Traffic source function is available in traffic statistics services. Traffic source is a concept for the visit level. In other words, when the visit is established, the traffic source of the landing page is the visit's Traffic source. Although there are many types of Traffic source, unfortunately, based on JS now, there are only two ways to obtain Traffic source - document.referrer and window.opener. What's more unfortunate is that there are not many scenarios that window.opener is suitable, and document.referrer is so weak that it is impossible to accurately determine the source of traffic in many scenarios.
Overview of document.referrer
In terms of usage, document.referrer hopes to track browser behavior. If a page A is opened, then the actions that may occur on the browser include user operations and JS code.

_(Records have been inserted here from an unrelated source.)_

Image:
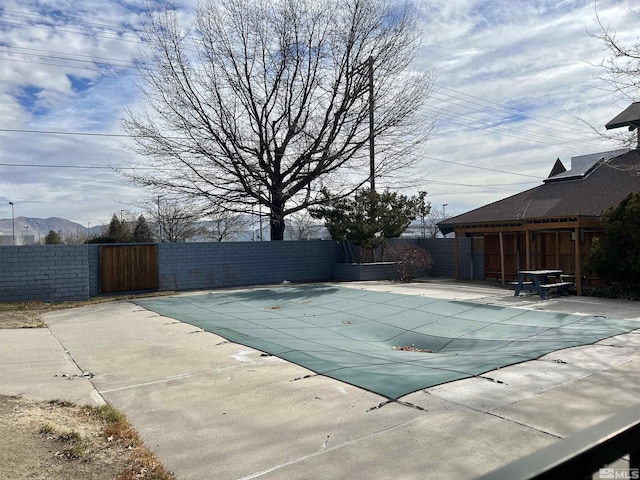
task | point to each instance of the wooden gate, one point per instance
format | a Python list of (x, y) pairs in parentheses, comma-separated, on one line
[(126, 268)]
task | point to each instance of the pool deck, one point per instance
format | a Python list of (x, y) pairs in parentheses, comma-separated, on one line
[(211, 409)]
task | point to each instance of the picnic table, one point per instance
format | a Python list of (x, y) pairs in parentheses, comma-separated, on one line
[(541, 282)]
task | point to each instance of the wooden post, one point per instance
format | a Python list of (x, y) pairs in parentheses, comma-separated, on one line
[(578, 268), (527, 241), (501, 258)]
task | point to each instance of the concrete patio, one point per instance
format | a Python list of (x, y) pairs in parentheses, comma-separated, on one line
[(212, 409)]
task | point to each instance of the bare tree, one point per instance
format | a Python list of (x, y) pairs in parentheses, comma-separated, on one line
[(622, 67), (173, 218), (226, 225), (621, 70), (267, 103), (303, 226)]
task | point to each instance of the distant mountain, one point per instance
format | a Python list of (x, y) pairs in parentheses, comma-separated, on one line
[(30, 229)]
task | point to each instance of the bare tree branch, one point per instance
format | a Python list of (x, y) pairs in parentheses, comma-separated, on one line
[(266, 103)]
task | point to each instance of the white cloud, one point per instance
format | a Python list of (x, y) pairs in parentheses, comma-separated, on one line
[(513, 78)]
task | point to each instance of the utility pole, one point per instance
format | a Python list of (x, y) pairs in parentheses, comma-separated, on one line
[(13, 224), (372, 165)]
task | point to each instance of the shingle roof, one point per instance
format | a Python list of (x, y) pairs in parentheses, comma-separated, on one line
[(629, 117), (604, 186)]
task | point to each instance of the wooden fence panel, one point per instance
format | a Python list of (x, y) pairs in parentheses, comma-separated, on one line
[(126, 268)]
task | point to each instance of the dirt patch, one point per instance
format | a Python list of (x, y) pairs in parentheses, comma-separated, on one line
[(21, 318), (60, 441)]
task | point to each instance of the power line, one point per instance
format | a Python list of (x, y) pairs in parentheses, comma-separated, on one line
[(59, 132), (481, 168)]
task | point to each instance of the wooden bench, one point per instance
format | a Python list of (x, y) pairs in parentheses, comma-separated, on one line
[(561, 286)]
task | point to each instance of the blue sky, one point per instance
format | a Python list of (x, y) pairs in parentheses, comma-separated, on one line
[(514, 80)]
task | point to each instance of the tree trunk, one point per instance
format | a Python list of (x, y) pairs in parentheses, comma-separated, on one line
[(276, 220)]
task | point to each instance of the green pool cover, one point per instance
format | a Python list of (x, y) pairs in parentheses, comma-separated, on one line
[(386, 343)]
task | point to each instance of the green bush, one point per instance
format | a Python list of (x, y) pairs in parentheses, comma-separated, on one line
[(615, 255), (410, 261)]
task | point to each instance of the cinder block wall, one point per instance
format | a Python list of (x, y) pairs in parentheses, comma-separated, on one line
[(50, 273), (56, 273), (189, 266)]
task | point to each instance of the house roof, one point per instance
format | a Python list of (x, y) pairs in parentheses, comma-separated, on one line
[(605, 184), (629, 117)]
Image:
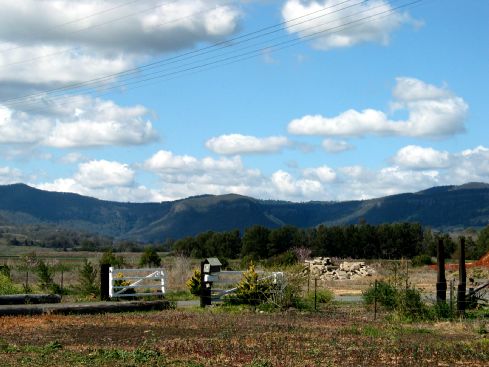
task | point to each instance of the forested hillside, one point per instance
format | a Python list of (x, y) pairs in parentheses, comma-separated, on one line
[(445, 208)]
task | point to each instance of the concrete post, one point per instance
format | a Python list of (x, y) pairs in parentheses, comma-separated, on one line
[(462, 278), (441, 281)]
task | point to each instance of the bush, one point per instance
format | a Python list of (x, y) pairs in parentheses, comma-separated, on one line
[(150, 258), (87, 279), (194, 284), (421, 260), (250, 291), (385, 294), (45, 274), (406, 302), (6, 285)]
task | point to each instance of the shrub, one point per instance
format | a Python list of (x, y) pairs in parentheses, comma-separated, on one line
[(194, 284), (150, 257), (250, 291), (406, 302), (421, 260), (45, 274), (87, 279)]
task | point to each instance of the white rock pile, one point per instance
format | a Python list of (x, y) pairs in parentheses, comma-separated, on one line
[(324, 269)]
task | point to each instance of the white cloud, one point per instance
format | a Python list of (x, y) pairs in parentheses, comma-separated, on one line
[(73, 157), (79, 121), (10, 175), (244, 144), (138, 27), (416, 157), (288, 186), (336, 146), (335, 21), (102, 173), (433, 112), (55, 43)]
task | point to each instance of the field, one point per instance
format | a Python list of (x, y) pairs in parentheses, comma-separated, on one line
[(338, 334), (343, 335)]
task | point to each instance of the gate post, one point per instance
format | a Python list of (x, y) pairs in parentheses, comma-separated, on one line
[(104, 282), (205, 287), (441, 281), (462, 277)]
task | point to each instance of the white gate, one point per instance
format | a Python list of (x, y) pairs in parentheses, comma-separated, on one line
[(136, 282), (222, 278)]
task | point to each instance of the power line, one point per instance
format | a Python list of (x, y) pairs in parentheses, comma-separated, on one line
[(100, 24), (187, 69), (173, 59)]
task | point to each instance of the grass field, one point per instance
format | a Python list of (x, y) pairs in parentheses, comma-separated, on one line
[(343, 335)]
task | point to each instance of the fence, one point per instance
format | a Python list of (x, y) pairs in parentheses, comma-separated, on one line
[(224, 278), (127, 282)]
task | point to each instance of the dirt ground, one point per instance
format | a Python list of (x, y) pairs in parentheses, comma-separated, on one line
[(343, 335)]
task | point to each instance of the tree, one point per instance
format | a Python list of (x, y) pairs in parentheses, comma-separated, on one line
[(150, 258), (108, 258)]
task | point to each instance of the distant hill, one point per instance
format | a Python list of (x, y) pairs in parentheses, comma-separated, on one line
[(446, 207)]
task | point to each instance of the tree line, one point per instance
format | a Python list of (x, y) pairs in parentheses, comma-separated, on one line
[(385, 241)]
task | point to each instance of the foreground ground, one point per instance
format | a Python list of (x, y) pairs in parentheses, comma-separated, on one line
[(337, 336)]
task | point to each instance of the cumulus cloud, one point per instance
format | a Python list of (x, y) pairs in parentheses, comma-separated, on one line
[(336, 146), (10, 175), (140, 26), (108, 180), (433, 112), (417, 157), (244, 144), (96, 174), (56, 43), (78, 121), (324, 174), (334, 19), (287, 186)]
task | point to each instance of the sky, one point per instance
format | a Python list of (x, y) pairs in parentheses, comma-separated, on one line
[(299, 100)]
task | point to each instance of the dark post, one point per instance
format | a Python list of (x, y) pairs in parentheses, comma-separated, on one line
[(441, 281), (462, 277), (205, 289), (104, 282), (315, 293), (375, 300), (202, 285)]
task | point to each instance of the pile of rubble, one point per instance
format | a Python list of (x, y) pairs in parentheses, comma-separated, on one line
[(324, 269)]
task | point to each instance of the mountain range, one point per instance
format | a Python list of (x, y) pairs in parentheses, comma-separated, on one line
[(443, 207)]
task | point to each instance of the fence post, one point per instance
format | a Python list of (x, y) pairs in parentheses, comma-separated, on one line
[(375, 300), (441, 281), (462, 277), (104, 282), (315, 293)]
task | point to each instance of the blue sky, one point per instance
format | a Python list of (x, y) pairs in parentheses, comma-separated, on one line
[(388, 97)]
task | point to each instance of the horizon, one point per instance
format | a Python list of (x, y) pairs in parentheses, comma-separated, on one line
[(245, 196), (293, 100)]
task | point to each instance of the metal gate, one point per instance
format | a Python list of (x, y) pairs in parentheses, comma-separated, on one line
[(136, 282)]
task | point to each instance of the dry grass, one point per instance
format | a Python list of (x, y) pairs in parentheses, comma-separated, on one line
[(343, 336)]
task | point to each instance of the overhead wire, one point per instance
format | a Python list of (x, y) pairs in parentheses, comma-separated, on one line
[(173, 59), (163, 4)]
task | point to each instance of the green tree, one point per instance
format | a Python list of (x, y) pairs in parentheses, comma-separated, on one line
[(108, 258), (150, 258)]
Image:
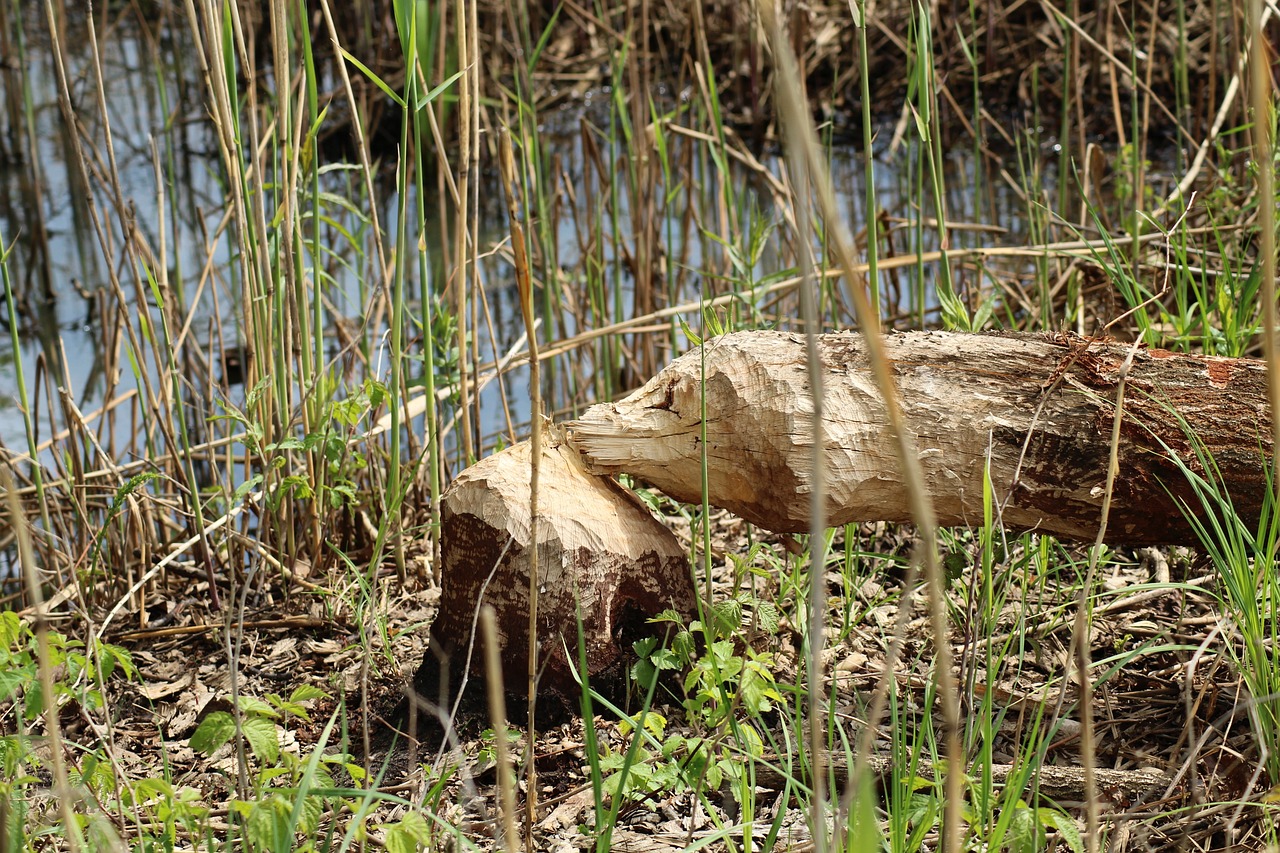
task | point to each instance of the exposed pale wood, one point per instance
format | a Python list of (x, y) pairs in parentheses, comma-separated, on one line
[(967, 397), (602, 556)]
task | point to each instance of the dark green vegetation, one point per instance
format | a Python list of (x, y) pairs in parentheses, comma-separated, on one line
[(297, 272)]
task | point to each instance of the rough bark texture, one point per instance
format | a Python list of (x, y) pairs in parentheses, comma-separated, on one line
[(965, 396), (600, 553)]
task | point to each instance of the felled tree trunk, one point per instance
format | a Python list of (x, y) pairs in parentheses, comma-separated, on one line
[(602, 557), (1040, 407)]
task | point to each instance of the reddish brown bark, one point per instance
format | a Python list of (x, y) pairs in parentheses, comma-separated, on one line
[(602, 556)]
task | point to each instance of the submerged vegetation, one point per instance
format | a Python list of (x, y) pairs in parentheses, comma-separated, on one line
[(265, 295)]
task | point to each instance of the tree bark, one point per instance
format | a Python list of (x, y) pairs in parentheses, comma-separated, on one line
[(603, 557), (1038, 407)]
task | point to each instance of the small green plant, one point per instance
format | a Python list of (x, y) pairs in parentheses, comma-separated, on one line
[(289, 790)]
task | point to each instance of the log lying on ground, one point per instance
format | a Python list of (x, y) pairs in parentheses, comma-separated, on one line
[(602, 556), (965, 396)]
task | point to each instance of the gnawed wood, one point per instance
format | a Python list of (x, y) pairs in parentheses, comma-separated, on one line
[(602, 556), (968, 398)]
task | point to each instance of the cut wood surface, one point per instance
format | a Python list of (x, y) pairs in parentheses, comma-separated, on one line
[(1040, 407), (602, 557)]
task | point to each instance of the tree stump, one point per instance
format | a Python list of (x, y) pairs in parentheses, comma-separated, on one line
[(602, 557), (1040, 407)]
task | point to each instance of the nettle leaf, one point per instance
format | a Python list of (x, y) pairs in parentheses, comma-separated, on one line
[(263, 739), (408, 834), (1065, 828), (216, 729), (252, 705), (767, 616), (269, 824)]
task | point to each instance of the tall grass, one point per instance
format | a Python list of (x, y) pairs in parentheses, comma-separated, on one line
[(391, 327)]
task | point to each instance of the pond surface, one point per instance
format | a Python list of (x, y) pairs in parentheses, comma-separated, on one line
[(156, 123)]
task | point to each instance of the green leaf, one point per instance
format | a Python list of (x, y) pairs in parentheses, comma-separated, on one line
[(1065, 828), (307, 692), (374, 78), (263, 739), (10, 629), (689, 333), (252, 705), (216, 729)]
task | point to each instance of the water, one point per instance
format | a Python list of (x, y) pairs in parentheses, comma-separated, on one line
[(158, 117)]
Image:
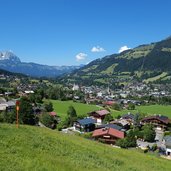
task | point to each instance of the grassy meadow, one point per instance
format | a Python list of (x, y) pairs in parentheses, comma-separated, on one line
[(149, 110), (61, 107), (42, 149)]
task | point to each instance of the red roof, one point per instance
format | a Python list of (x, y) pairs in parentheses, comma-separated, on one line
[(108, 131), (52, 113), (102, 112), (161, 118), (109, 102)]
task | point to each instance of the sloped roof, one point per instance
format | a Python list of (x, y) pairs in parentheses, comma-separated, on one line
[(102, 112), (128, 116), (108, 131), (86, 121), (161, 118), (53, 113), (110, 125), (167, 140)]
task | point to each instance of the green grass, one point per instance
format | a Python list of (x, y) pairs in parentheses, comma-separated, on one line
[(149, 110), (162, 75), (41, 149), (61, 107)]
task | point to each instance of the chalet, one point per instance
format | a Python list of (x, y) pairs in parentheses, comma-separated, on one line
[(122, 122), (108, 135), (85, 125), (167, 142), (99, 115), (8, 106), (158, 121), (53, 114), (129, 117), (109, 103), (110, 125)]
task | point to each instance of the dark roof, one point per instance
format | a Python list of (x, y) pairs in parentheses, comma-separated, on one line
[(114, 126), (167, 140), (108, 131), (128, 116), (161, 118), (86, 121)]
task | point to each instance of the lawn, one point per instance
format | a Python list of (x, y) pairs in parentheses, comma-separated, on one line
[(42, 149), (151, 109), (61, 107)]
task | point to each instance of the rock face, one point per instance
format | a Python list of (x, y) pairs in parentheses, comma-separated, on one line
[(10, 62)]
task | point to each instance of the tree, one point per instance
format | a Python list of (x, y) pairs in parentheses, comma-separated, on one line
[(48, 120), (108, 118), (131, 106), (71, 112), (72, 115), (48, 106), (116, 106), (129, 141), (148, 133), (26, 115)]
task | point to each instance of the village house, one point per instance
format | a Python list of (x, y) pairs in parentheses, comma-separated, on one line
[(8, 106), (110, 125), (158, 121), (99, 115), (167, 142), (85, 125), (108, 135)]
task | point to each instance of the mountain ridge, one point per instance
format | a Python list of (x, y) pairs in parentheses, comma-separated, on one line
[(139, 63), (10, 62)]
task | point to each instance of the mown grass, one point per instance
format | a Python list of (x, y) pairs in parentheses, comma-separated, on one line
[(61, 107), (41, 149), (149, 110), (162, 75)]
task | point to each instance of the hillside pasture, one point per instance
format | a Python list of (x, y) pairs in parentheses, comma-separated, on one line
[(42, 149)]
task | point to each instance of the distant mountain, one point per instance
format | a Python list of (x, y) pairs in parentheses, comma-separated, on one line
[(150, 62), (10, 62)]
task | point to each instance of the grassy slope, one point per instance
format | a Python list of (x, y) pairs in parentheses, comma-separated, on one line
[(32, 148), (162, 75), (61, 107), (151, 109)]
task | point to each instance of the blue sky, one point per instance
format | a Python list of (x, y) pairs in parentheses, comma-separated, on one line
[(73, 32)]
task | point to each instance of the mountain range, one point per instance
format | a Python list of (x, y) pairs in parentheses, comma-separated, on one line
[(149, 63), (10, 62)]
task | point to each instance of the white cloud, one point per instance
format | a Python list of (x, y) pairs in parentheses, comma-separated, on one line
[(123, 48), (81, 56), (97, 49)]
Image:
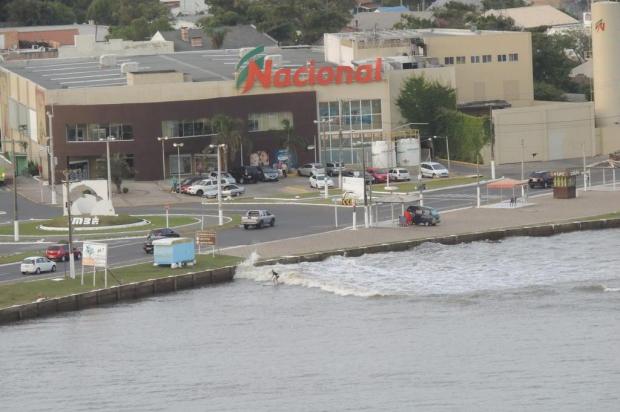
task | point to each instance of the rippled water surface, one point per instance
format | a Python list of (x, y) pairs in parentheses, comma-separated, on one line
[(523, 324)]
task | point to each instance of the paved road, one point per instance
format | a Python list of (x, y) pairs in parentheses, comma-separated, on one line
[(292, 221)]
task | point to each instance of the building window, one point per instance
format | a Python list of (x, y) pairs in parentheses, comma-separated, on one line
[(186, 128), (261, 122), (94, 131), (356, 115)]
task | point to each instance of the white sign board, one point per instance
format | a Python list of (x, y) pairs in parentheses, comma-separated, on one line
[(95, 254), (354, 185)]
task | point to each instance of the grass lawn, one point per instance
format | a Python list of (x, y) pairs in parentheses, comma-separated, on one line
[(26, 292), (18, 257), (30, 228)]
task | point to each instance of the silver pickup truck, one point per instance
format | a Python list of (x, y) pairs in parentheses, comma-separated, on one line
[(258, 219)]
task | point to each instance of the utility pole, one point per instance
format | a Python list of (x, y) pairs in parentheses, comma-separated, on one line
[(68, 204), (52, 160), (522, 159)]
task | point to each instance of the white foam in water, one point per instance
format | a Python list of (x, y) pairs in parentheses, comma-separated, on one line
[(434, 269)]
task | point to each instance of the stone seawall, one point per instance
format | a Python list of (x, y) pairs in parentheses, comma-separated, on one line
[(498, 234), (127, 292)]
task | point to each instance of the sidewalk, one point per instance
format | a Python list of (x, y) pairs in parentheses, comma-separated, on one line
[(543, 209)]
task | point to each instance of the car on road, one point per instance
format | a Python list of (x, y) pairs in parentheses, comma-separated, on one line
[(37, 264), (399, 174), (187, 182), (319, 181), (200, 187), (310, 169), (370, 179), (433, 169), (258, 219), (230, 179), (424, 215), (247, 174), (380, 175), (542, 179), (334, 168), (227, 191), (61, 253), (269, 174), (157, 234)]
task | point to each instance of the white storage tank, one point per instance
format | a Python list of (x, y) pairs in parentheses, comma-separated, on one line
[(606, 60), (383, 155), (408, 152)]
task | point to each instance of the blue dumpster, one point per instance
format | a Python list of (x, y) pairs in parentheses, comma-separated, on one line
[(174, 251)]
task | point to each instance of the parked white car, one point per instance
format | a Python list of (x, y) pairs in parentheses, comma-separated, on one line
[(433, 169), (399, 174), (310, 169), (227, 191), (37, 264), (319, 181), (224, 176), (200, 187)]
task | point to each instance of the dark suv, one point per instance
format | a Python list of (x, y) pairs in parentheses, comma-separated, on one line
[(157, 234), (540, 179), (247, 174)]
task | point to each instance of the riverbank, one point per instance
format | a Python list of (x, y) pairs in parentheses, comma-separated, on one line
[(544, 217)]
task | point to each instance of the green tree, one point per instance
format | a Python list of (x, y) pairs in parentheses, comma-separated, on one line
[(420, 101), (119, 169), (412, 22), (288, 21), (104, 12), (502, 4), (229, 131), (39, 12), (455, 15), (493, 23), (550, 63)]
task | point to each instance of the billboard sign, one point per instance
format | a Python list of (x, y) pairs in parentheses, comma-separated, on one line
[(95, 254)]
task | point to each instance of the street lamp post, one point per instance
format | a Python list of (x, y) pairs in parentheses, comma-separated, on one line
[(52, 159), (178, 146), (220, 212), (163, 156), (107, 141)]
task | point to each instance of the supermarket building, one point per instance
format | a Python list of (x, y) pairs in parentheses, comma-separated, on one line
[(137, 99)]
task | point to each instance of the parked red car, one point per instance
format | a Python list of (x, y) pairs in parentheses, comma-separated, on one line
[(61, 253), (380, 175)]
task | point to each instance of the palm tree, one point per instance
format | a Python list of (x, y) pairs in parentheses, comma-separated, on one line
[(229, 131)]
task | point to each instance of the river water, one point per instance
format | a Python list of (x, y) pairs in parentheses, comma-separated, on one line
[(522, 324)]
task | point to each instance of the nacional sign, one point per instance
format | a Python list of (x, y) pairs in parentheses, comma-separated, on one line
[(253, 68)]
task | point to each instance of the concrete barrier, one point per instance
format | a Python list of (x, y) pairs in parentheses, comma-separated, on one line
[(115, 294)]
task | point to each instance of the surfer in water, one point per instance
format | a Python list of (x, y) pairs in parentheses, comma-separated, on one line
[(274, 277)]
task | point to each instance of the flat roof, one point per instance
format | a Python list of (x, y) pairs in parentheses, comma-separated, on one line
[(202, 66)]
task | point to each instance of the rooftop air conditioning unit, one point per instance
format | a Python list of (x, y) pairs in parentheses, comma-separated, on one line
[(129, 67), (107, 60)]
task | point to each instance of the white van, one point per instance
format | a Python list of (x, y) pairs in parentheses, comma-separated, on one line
[(399, 174)]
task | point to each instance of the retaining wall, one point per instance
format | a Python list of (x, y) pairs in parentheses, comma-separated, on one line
[(114, 294), (494, 235)]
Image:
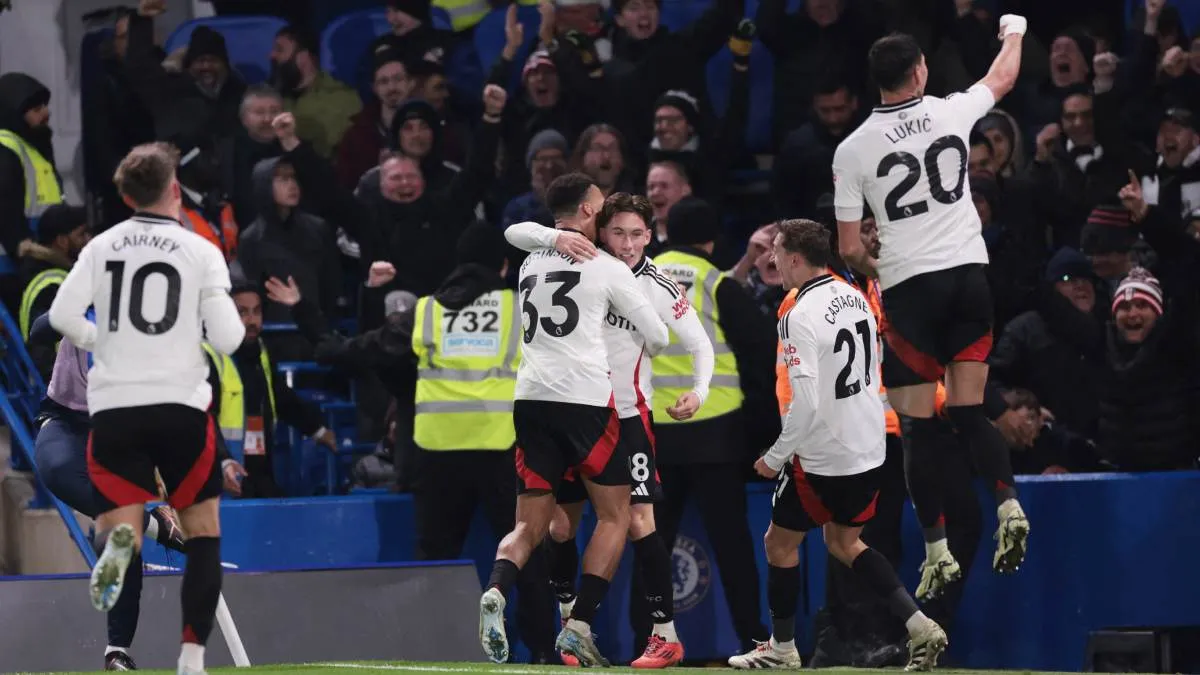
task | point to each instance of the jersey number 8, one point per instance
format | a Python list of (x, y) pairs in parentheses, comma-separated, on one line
[(897, 210), (137, 290), (561, 298)]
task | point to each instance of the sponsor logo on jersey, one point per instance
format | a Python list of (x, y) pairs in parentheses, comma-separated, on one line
[(693, 573)]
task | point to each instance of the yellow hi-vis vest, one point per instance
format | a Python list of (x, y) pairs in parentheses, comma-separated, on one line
[(232, 417), (672, 369), (463, 13), (42, 187), (466, 374), (45, 279)]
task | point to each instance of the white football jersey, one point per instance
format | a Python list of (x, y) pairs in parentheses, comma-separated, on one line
[(910, 163), (564, 305), (631, 375), (155, 287), (831, 346)]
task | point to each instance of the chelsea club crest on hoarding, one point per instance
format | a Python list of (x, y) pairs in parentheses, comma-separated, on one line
[(693, 573)]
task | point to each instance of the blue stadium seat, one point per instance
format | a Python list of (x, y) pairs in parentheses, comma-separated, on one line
[(343, 43), (249, 40), (490, 37)]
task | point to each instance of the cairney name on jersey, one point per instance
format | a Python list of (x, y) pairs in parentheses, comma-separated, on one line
[(151, 240)]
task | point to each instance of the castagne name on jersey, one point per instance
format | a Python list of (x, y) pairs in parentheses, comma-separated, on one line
[(845, 303), (151, 240)]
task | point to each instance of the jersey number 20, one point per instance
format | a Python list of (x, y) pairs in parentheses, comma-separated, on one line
[(137, 288), (845, 340), (561, 298), (936, 190)]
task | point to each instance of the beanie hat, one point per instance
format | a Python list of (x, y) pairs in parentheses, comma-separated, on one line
[(1139, 285), (1068, 263), (483, 244), (59, 220), (414, 109), (1085, 43), (684, 102), (545, 139), (417, 9), (205, 42), (1108, 231), (693, 221), (537, 59)]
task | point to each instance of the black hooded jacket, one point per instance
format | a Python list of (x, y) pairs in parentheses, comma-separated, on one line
[(437, 172), (301, 246), (18, 94)]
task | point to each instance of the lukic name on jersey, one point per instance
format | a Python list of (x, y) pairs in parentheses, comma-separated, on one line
[(910, 127), (151, 240), (845, 302)]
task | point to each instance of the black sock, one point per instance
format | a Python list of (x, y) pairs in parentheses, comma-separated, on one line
[(202, 587), (504, 575), (652, 557), (564, 565), (592, 590), (923, 473), (988, 448), (871, 567), (123, 619), (783, 597)]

Let’s first take a look at the actions that users may perform when opening page A:
| 1 | Enter the address of A directly in the address bar |
| 2 | Left click link A from page B and jump to page A |
| 3 | Right-click link A from page B to open in a new window |
| 4 | Right-click link A from page B and open it in the new tab |
| 5 | Drag link A to address bar |
| 6 | Drag link A to the tab bar |
| 7 | Use the browser's forward and back buttons |
Note that the link here refers to the <A> tag, but if there is an event or target, it should be a different matter.
Possible ways to open a page by JS:
| 1 | Modify window.location |
| 2 | Use window.open |
| 3 | Click flash |
The above lists some methods for the client to open the page. In addition, if the server redirection technology is used, page A can also be presented to the visitors.
Here is a specific browser test. If the above situations are the above, how does document.referrer perform:
| Serial number | Scene | IE8.0 | FF3.6 | FF4.0 | chrome |
| 1 | Enter the address of A directly in the address bar | " " | " " | " " | " " |
| 2 | Left click link A from page B, and page A replace page B (target='_self') | √ | √ | √ | √ |
| 3 | Left click link A from page B, A opens in a new window (target='_blank') | √ | √ | √ | √ |
| 3 | Right-click link A from page B to open in a new window | √ | √ | √ | " " |
| 4 | Right-click link A from page B and open it in the new tab | √ | √ | √ | " " |
| 5 | Drag link A to the address bar with the mouse | / | " " | " " | " " |
| 6 | Mouse drag link A to the tab bar | " " | " " | " " | " " |
| 7 | Use the browser's forward and back buttons | Keep | Keep | Keep | Keep |
| 8 | Modify window.location to open page A (same domain) | " " | √ | √ | √ |
| 9 | Open page A using window.open | " " | √ | √ | √ |
| 10 | Click flash to open page A | ||||
| 11 | Server redirect to page A | " " | " " | " " | " " |
Where " " means an empty string, √ means that the source page can be correctly judged, and keep means that the referrer that will not change the page when forward and backward will not change. From this table, we can see that document.referrer can cover about half of the cases. However, for some more commonly used operations, such as dragging the link to the tab bar with the mouse, moving forward and backward, etc., it cannot be properly handled.
Source of document.referrer
When the browser requests page A from the server, it will send an HTTP request. The header of this request will have the Referer attribute. After the server receives the request, it can extract the Referer in the header to determine which page the visitor initiated the request.
Generally speaking, what is the Referer in the header sent by the browser when requesting A, then what is the value of document.referre after getting page A. The above picture is a header requesting page A, and the document.referre of A is http://localhost/Test/b.html.
If the header does not contain Referre, then when using document.referre, it will be assigned as an empty string.
About HTTPS Request
If you click on an HTTPS link on a normal HTTP page, you can attach the Referer information to the https request header, and then you can still use document.referre to get the normal http page in the HTTPS page.
Similarly, if you click another HTTPS link on one https page, you can attach the Referer information to the header of the request.
However, if you click on the http link from an http page, unfortunately, the sent http request header cannot contain information about the http page, which may be due to a protection measure for the http page.
Forged Referer information
According to the above description, document.referre is derived from the Referer in the Header. Then if you want to modify the value of document.referre, theoretically, you only need to modify the request header. You can replace the existing Referer in the Header with the value you want. If it is not originally available, you can add the Referer.
On the client side, tampering with the header is a very easy thing. Before an http request on a page is sent out, you can use the packet interceptor tool to intercept it, then analyze the header information, and modify the Referre.
After searching, FireFox can be easily modified using the RefControl plug-in. Anyway, cheating on Traffic source is a breeze.
Page Force Refresh
Shortly after I finished writing, I found that a way to jump page was missing, that is, to force the page to be specified in the meta tag in the html to refresh. For example, write in b.html
Copy the code as follows: <meta http-equiv="Refresh" content="5;URL=a.html">
Then after 5 seconds, the browser will automatically initiate a page request to the server.
After testing, in IE8, FF3.6-FF4.0, there will be no Referer information, but Chrome can add b.html as a Referer to the header by mistake.